Teropong News
Lugas Tegas dan Tanpa Batas

Lestarikan Satwa dan Tumbuhan Langka,  Pertamina dan BKSDA Jalin Kerja Sama

0 217

Sorong, TN – Guna melestarikan satwa dan tumbuhan langka,Balai Besar Konservasi Sumber Daya Alam (BBKSDA) Papua Barat bersama Pertamina RU VII Kasim menandatangi perjanjian kerja sama, Selasa(17/04) bertempat di Kasuari Beach.

Kedua pihak tersebut resmi bekerja sama tentang penguatan fungsi berupa dukungan penyelenggara konservasi In-Situ dan Ek-Situ tumbuhan dan Satwa liar dilindungi di Papua Barat. Kerja sama tersebut merupakan lanjutan dari MoU sebelumnya tentang konservasi sumber daya alam (SDA) dan Ekosistem.

Program konservasi yang terdiri dari In-situ dan Ek-situ tersebut meliputi lokasi Taman Wisata Alam (TWA) Sorong untuk In-situ. Sedangkan Ek-situ meliputi pemberdayaan masyarakat sekitar wilayah kerja Pertamina RU VII kasim, tepatnya di kampung Klayas.

General Manager Pertamina RU VII Kasim, Joko Pranoto mengatakan bahwa pihaknya mensupport program BKSDA Papua Barat untuk melakukan konservasi tanaman dan Satwa yang dilindungi. Dukungan tersebut berupa pembuatan kandang habituasi , serta pelatihan dan pemberdayaan masyarakat .

“Kami sebagai BUMN juga mempunyai kewajiban untuk melestarikan lingkungan, baik satwa maupun tumbuhan langka. Kita semua tahu bahwa satwa-satwa langka dan dilindungi ini semakin habis.Oleh karena itu, kita berinisitif untuk mendukung program dari BKSDA untuk melakukan konservasi tanaman dan Satwa yang dilindungi ,”ujar Joko Pranoto.

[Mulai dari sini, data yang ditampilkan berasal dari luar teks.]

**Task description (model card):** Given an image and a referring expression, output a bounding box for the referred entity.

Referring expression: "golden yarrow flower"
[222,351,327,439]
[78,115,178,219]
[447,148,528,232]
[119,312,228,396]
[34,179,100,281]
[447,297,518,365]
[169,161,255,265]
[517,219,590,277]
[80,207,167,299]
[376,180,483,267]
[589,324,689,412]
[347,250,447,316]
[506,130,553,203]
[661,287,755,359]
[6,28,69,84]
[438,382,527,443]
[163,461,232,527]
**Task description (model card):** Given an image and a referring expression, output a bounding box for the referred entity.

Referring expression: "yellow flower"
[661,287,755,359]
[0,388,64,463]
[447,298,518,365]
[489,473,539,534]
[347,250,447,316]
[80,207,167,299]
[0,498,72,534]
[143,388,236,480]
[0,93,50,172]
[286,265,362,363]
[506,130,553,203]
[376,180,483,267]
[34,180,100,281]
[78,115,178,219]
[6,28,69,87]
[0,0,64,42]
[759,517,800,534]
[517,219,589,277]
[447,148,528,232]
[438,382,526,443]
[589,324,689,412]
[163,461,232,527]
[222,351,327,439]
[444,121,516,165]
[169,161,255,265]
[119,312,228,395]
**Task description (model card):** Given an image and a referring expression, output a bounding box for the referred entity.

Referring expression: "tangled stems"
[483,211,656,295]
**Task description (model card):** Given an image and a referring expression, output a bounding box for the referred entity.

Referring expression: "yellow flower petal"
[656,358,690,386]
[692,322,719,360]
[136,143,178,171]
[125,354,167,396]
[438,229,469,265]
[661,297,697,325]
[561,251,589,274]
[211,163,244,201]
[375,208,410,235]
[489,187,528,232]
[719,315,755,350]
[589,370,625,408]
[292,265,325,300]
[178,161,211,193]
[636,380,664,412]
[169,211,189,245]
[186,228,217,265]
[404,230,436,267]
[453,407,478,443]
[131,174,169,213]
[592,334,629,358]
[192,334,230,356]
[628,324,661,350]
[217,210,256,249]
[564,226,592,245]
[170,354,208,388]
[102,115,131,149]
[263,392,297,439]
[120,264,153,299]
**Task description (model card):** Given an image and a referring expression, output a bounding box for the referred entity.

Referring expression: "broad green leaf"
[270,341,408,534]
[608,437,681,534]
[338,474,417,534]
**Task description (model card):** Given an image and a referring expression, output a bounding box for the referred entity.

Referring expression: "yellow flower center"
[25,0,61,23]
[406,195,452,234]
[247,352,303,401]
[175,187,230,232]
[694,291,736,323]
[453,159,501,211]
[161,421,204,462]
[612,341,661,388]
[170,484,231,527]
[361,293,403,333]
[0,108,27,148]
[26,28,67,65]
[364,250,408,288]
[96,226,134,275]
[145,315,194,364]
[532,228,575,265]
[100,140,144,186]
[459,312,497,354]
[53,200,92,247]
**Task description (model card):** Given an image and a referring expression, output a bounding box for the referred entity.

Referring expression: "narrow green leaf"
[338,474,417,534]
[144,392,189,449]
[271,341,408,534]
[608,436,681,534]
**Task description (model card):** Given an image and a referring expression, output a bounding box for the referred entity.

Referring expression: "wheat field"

Lanjutnya, Harapan kami setelah perjanjian kerja sama ini, kita akan lanjutkan dengan detil program tersebut di penyusunan Rencana Pelaksanaan Program (RPP) dan Rencana Kegiatan Tahunan (RKT),dan akan segara kita finalkan draftnya.

Sementara itu , Kepala BKSDA Papua Barat, Basar Manulang mengungkan, untuk mengelola kawasan konservasi dibutuhkan kerjasama masyarakat dan lintas stokeholder. Dimana kawasan konservasi tesebut luas areanya 1.753.185 hektar.

“Dalam mengelola kawasan konservasi kita perlu bekerjasama dengan masyarakat dan lintas stokeholder, karena Kendala kami di lapangan adalah area kawasan konservasi yang cukup luas, yakni 1.753.185 hektar ,”ungkapnya.